Wildcard certificates, building from scratch and what Caddy is all about

Thanks for the feedback.

A couple quick answers:

Because we’re trying to avoid converging the Internet onto a centralized ecosystem.

That’s definitely not the case.

I’m sorry you had a frustrating experience. But… are you sure you read our docs though? And even looked at our website? Because I think your frustrations would have been quickly appeased.

I’ll show you how to use wildcard certificates with Caddy easily, up and running in 5 minutes (modulo any delays outside of Caddy such as setting up a system service or getting credentials from your DNS provider). Here’s all you have to do:

  1. Go to Caddy’s download page.
  2. Choose your OS, arch, and the plugin corresponding to your DNS provider. (You can type its name to filter quickly.)
  3. Click Download.
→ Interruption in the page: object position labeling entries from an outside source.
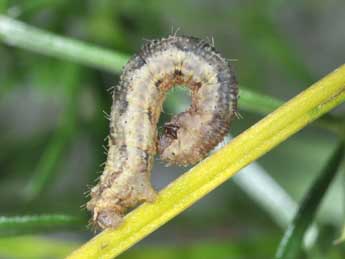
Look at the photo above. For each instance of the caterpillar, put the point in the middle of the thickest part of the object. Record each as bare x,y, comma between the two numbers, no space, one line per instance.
137,104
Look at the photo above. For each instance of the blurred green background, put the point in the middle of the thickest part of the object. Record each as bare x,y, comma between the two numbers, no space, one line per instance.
52,124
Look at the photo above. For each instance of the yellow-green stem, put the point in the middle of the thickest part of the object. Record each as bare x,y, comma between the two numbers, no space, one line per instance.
213,171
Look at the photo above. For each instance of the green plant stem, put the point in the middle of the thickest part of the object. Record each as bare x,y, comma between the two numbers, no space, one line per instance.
256,141
291,244
19,34
39,223
24,247
53,154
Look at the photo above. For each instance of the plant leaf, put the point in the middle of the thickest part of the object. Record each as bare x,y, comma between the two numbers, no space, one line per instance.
291,243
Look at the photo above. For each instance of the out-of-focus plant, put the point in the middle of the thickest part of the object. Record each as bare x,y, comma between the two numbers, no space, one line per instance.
259,139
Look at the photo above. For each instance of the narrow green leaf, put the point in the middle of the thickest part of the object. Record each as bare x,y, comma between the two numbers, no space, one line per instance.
19,34
35,224
291,243
53,154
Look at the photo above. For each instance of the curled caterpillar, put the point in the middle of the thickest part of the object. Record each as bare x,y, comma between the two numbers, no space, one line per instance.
137,104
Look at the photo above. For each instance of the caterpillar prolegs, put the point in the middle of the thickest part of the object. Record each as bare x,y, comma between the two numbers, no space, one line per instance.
137,104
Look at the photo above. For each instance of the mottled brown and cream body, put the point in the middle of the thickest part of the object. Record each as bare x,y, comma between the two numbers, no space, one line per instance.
137,105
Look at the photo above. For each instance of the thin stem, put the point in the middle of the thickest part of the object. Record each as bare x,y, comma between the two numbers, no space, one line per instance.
216,169
19,34
291,244
37,223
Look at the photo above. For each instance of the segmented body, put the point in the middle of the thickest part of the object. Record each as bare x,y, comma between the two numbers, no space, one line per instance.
137,104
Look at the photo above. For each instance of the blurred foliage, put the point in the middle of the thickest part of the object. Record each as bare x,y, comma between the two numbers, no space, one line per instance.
52,127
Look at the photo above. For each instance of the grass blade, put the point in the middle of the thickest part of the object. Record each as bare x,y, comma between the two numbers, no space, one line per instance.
36,224
216,169
19,34
291,244
35,247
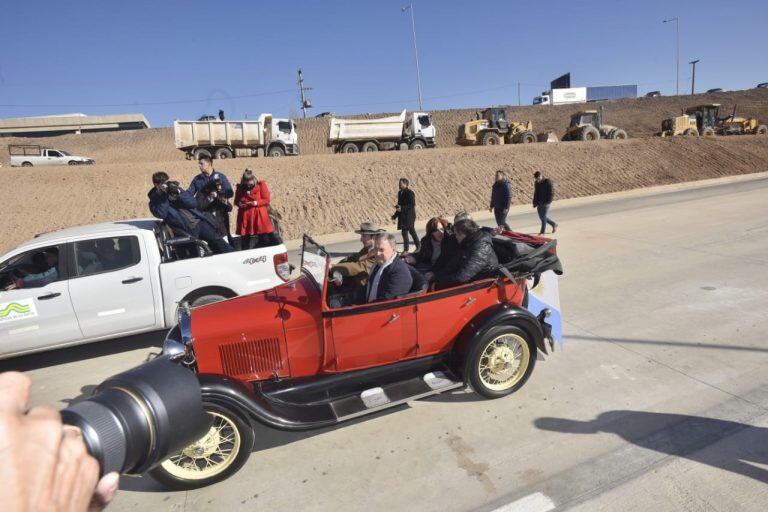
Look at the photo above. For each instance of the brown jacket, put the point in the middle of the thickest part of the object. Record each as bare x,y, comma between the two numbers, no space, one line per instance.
357,266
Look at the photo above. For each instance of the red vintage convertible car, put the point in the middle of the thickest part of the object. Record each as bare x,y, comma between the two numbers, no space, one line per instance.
285,359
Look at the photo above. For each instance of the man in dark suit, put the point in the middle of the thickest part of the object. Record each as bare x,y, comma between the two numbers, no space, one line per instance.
390,276
405,213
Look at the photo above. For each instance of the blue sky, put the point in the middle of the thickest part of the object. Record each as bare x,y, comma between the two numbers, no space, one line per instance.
174,59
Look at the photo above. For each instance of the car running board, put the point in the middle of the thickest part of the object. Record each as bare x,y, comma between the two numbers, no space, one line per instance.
380,398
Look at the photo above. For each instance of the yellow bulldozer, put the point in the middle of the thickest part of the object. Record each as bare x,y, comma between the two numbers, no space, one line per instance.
588,125
684,124
493,129
709,122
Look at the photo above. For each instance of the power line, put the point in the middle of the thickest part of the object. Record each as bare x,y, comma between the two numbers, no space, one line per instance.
144,104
You now have a Caddy binary that supports the DNS challenge without you “compiling from scratch.” Booyah. :facepunch:
  4. Then make a Caddyfile that resembles something as simple as this:
{
    acme_dns cloudflare abcdef1234topsecret
}

*.example.com {
    respond "This is actually easy!"
}
  1. Run Caddy, et voilà! You have a wildcard certificate.

You can find these instructions in our #1 most popular wiki article:

Our documentation also explains the DNS challenge.

PS. Caddy never claims to be “zero config” except for the most basic quick-n-dirty deployments; if you need anything custom – especially anything dealing with sensitive credentials – of course you will have config for any program/system. It can’t read your mind, after all.